Expected Value: From Simple to Advanced
What is Expected Value?
Expected Value = (Probability of an outcome) × (Value of that outcome)
Imagine a raffle where:
- You buy 1 ticket for $1
- There is a 1 in 100 chance of winning
- The prize is $150
To calculate the expected value:
- Probability of winning: 1/100 = 0.01
- Value of winning: $150
- Expected Value = 0.01 × $150 = $1.50
This means that, on average, each ticket is “worth” $1.50.
Since the ticket costs $1, and its expected value is $1.50, it’s a good deal in the long run. However, remember that this doesn’t guarantee you’ll win – it’s an average over many tries.
This simple calculation helps you make decisions by weighing the likelihood of outcomes against their potential value. It’s a basic tool for comparing options with different risks and rewards.
Explain It Like I’m 5
Imagine you have a big jar of different colored marbles. Some are red, some are blue, and some are green. Your friend says, “If you pick a red marble, I’ll give you a cookie. If you pick a blue one, I’ll give you two cookies. If you pick a green one, you don’t get any cookies.”
Now, let’s say there are:
- 5 red marbles
- 3 blue marbles
- 2 green marbles
If you reach into the jar without looking, what can you expect? This is what we call “expected value.” It’s like guessing how many cookies you might get on average if you played this game many, many times.
Let’s count it out. On average if you reach into the jar 10 times (assume that each time the jar resets to the original marble quantities):
Red marbles give you 5 cookies (1 cookie × 5 marbles) Blue marbles give you 6 cookies (2 cookies × 3 marbles) Green marbles give you 0 cookies (0 cookies × 2 marbles)
That’s 11 cookies in total.
So, if we divide 11 cookies by 10 marbles, we get 1.1 cookies.
This means, on average, you can expect to get about 1 cookie (and a tiny bit more) each time you pick a marble!
Imagine reaching into the jar 10 times. How many cookies do you think you’d get? Try it out and see.
Cookies:
Picks: 0
Average: 0 cookies per pick
Last picked: None
Mathematical Explanation
Expected value is a concept in probability theory that represents the average outcome of an experiment if it is repeated many times. It’s calculated by multiplying each possible outcome by its probability of occurrence and then summing these products.
According to Wikipedia: “The expected value of a random variable with a finite number of outcomes is a weighted average of all possible outcomes”.

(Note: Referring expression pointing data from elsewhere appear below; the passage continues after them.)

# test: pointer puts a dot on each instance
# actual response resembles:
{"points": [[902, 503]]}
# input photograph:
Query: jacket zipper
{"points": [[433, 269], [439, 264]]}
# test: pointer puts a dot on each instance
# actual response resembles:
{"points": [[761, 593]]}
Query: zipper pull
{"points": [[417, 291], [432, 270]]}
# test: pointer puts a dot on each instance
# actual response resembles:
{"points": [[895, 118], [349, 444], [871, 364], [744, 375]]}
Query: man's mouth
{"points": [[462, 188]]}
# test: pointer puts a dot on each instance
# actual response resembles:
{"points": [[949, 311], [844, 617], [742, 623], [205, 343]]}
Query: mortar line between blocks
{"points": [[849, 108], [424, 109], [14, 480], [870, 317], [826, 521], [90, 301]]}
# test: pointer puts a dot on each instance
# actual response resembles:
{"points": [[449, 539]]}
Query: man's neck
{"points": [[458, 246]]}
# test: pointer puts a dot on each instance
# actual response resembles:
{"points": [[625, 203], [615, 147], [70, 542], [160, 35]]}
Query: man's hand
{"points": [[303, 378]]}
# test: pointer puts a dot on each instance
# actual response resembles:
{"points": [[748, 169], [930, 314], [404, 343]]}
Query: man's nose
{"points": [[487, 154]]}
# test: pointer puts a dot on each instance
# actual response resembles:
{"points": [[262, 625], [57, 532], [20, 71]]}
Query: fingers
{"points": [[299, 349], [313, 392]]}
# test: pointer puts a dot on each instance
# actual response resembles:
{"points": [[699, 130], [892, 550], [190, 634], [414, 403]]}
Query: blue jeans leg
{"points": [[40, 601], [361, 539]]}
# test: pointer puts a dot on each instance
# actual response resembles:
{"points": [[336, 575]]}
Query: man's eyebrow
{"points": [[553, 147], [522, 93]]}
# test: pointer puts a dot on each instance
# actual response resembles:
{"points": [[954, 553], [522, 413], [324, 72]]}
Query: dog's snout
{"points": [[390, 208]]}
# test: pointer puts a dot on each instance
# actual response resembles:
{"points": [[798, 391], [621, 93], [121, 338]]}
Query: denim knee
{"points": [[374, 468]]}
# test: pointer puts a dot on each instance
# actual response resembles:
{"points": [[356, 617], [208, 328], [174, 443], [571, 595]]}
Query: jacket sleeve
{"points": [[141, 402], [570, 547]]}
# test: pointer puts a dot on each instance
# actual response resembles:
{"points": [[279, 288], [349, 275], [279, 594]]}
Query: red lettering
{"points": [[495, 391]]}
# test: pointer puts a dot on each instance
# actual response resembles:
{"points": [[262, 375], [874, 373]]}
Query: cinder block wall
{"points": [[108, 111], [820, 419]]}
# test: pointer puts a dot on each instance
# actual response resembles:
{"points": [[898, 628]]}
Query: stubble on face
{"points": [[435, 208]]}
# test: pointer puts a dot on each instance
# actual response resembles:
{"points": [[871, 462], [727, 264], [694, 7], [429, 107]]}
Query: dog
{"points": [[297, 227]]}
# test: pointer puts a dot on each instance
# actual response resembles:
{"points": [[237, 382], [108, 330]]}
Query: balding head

Mathematically, for a discrete random variable \(X\) with possible values \(x_1, x_2, ..., x_n\) and corresponding probabilities \(p_1, p_2, ..., p_n\), the expected value \(\mathbb{E}(X)\) is:
\(\mathbb{E}[X] = \sum_{i=1}^n x_i p_i = x_1 p_1 + x_2 p_2 + ... + x_k p_k\)
What is a random variable? It represents possible outcomes. A random variable is defined by its possible outcomes and the probability of each outcome.
Let’s go back to the marble example:
- Red marble (1 cookie): 5/10 probability
- Blue marble (2 cookies): 3/10 probability
- Green marble (0 cookies): 2/10 probability
\(\mathbb{E}(X) = 1 * \frac{5}{10} + 2 * \frac{3}{10} + 0 * \frac{2}{10} = 0.5 + 0.6 + 0 = 1.1\)
So, on average, you can expect to get 1.1 cookies per draw.
You can use this tool to calculate any expected value. Just put the probabilities in the left column and the values in the right column. It’s pre-set with the cookie marble experiment. Remember that probabilities must sum to 1.
Thinking about something else to try? How about a 6-sided die? Each probability is 1/6 and the values are the 6 different die values.
Expected Value: 0
Advanced Math
In more complex scenarios, expected value becomes a powerful tool for decision-making under uncertainty. It’s particularly useful in fields like finance, economics, and data science. We give a bunch of examples on this site on the left nav menu.
For continuous random variables, the expected value is defined as an integral:
\(\mathbb{E}(X) = \int_{-\infty}^{\infty} x f(x) dx\)
where \(f(x)\) is the probability density function of \(X\).
Expected value has several important properties:
- Linearity: \(\mathbb{E}(aX + bY) = a\mathbb{E}(X) + b\mathbb{E}(Y)\) for constants \(a\) and \(b\)
- Law of the unconscious statistician: \(\mathbb{E}[g(X)] = \int_{-\infty}^{\infty} g(x) f(x) dx\)
In decision theory, we often use expected utility instead of expected value. This takes into account the decision-maker’s risk preferences:
\(\mathbb{E}[U(X)] = \sum_{i=1}^n U(x_i) p_i\)
where \(U(x)\) is the utility function.
While expected value is a useful tool, it doesn’t account for the variance or risk associated with different outcomes. In some cases, especially with non-linear utility functions or when dealing with rare, high-impact events, decisions based solely on expected value may lead to suboptimal results.